The edges were a bit crispy (because they were thinner) but the fruit leather probably could have cooked for a few hours longer since there’s a lot of condensation in the bag I’m keeping the fruit leather in.


Still, it tastes JUST like store-bought fruit leather!  I just take a “roll” with me to work for a quick snack and bask in how easy it was to make!

Applesauce and Apple Butter


Finally getting around to blogging about apple stuff.  We’ve had a lot of apples hanging around the house since we’ve been apple picking twice this season.  Finally, last weekend, I got around to doing something with them.

We had picked up a brand new apple peeler/slicer/corer the week before.  Have you seen these things before?



Previously, I’d only see these things at houses owned by people old enough to be my grandma.  And the gizmos were that old too, because the blades were dull and it was just easier to peel by hand. But not this new one! It sliced and diced and I totally understood why they are so awesome!



I ended up with a huge batch of apples and canned applesauce and butter with them.  Both were super easy, just took some time on the stove.


Everyone knows how to make applesauce, right? How about apple butter?  I never assume because until last year *I* had no idea. I’d never even heard of apple butter. 🙂

Just in case…

Canned Applesauce


  • 2 1/2-3 1/2 pounds of apples per quart
  • Water
  • Sugar (optional)
  • Cinnamon and/or other spices(optional)

Wash apples and pat dry.  Core, peel and slice apples.  Cook util soft in a large covered saucepot with enough water to keep from sticking.

You can purree to a pulp in a food processor or mill, but I just let it cook down until chunky.  If pureeing, just return to the pot afterwards and add sugar and/or cinammon to taste.

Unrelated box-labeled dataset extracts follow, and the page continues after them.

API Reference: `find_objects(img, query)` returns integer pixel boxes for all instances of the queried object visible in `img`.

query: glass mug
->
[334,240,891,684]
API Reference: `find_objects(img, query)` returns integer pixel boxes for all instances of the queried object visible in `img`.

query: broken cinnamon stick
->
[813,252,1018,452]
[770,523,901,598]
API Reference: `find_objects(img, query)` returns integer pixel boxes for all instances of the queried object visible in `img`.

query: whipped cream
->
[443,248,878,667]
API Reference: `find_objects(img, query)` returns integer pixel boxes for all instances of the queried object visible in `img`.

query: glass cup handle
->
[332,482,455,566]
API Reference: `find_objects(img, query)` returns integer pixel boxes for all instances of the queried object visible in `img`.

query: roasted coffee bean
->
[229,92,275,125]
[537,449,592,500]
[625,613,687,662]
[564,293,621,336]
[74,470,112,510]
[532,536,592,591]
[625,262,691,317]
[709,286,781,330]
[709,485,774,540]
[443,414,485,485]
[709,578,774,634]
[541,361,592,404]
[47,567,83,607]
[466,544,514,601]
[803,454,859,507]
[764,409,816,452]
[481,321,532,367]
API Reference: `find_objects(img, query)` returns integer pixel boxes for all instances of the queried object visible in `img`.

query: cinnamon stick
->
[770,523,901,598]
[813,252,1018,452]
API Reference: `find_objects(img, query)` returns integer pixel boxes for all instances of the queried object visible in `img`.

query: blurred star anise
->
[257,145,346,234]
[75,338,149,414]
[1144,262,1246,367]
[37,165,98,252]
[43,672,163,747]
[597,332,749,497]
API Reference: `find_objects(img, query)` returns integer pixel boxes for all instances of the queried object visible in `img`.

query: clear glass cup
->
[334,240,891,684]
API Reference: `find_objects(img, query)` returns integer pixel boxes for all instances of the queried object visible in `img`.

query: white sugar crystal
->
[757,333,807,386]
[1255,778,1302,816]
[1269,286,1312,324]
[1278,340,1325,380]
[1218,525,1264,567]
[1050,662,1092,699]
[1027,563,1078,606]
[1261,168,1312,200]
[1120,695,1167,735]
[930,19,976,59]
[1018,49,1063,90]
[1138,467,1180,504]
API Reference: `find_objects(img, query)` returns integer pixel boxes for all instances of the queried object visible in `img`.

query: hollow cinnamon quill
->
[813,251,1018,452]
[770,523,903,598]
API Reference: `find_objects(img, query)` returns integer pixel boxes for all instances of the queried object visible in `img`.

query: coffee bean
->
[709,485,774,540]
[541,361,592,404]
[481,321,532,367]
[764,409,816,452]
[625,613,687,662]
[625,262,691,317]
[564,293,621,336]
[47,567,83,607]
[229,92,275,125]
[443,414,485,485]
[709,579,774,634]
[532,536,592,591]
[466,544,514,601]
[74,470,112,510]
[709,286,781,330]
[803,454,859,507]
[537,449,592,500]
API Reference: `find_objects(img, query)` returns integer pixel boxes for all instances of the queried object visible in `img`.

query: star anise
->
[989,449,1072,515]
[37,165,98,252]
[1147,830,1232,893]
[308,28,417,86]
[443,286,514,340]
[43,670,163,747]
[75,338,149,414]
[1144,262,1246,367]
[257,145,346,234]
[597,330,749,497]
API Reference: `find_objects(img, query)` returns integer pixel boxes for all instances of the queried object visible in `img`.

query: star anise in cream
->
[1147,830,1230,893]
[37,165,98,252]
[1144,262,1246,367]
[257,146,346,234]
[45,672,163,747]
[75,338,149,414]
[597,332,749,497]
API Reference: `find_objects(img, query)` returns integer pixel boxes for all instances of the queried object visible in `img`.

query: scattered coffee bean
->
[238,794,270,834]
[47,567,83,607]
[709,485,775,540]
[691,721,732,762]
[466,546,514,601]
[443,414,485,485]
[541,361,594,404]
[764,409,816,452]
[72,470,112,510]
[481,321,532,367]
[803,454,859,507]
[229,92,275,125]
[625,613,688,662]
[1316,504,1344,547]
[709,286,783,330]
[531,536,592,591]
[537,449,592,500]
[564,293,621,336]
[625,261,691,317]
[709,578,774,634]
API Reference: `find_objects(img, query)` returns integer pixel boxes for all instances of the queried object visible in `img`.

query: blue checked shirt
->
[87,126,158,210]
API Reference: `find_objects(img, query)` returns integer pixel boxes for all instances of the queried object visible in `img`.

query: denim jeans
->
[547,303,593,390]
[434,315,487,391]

Bring applesauce to a boil, stirring to prevent sticking, and keep at a boil while filling jars.  Leave 1/2 in. headspace in jars.  Process pints and quarts 20 minutes in a boiling-water canner.

Apple Butter

Apple butter is a concentrated spread of apples.  Tomato sauce is to applesauce like tomato PASTE is to apple butter.  Basically, you just cook down the apples a lot.  The sugar in the apples (and any added sugar) caramelizes, turning the butter a deep brown.  You can spread it on anything you like to eat it with, AND it’s what you use to make fruit leather with.  Not that you can’t make it with other fruits, but it’s plentiful and cheap enough. I wouldn’t use my precious cherries to make fruit leather. 🙂

  • 4 lbs apples (per 3 pints of apple butter)
  • 4 cups sugar
  • 2 teaspoons cinnamon
  • 1/4 teaspoon of cloves

Wash apples and pat dry.  Core, peel and slice apples. Combine apples and 2 cups water in a large saucepot. Simmer until apples are soft.  Once again, you can puree the apples in a food processor or food mill, but I just let them cook till they got soft and mushy and broke apart.  Just make sure you don’t liquefy it.  Measure out 2 quarts of apple pulp.

Combine the pulp, sugar and spices in a pot and cook it down until it’s thick enough to round up on a spoon. As it starts to thicken, stir often, so it doesn’t stick.  Ladle the hot butter into jars, leaving 1/4 in. headspace.  Process for 10 minutes in a boiling-water canner.

We still have half our apples left and here’s what I made (plus one pint of applesauce that was camera shy).  I want to can apples to make apple pie filling this weekend.  They’re starting to get soft because we kept them upstairs instead of our downstairs storage closet where it’s nice and cool.  Gotta do something with them soon!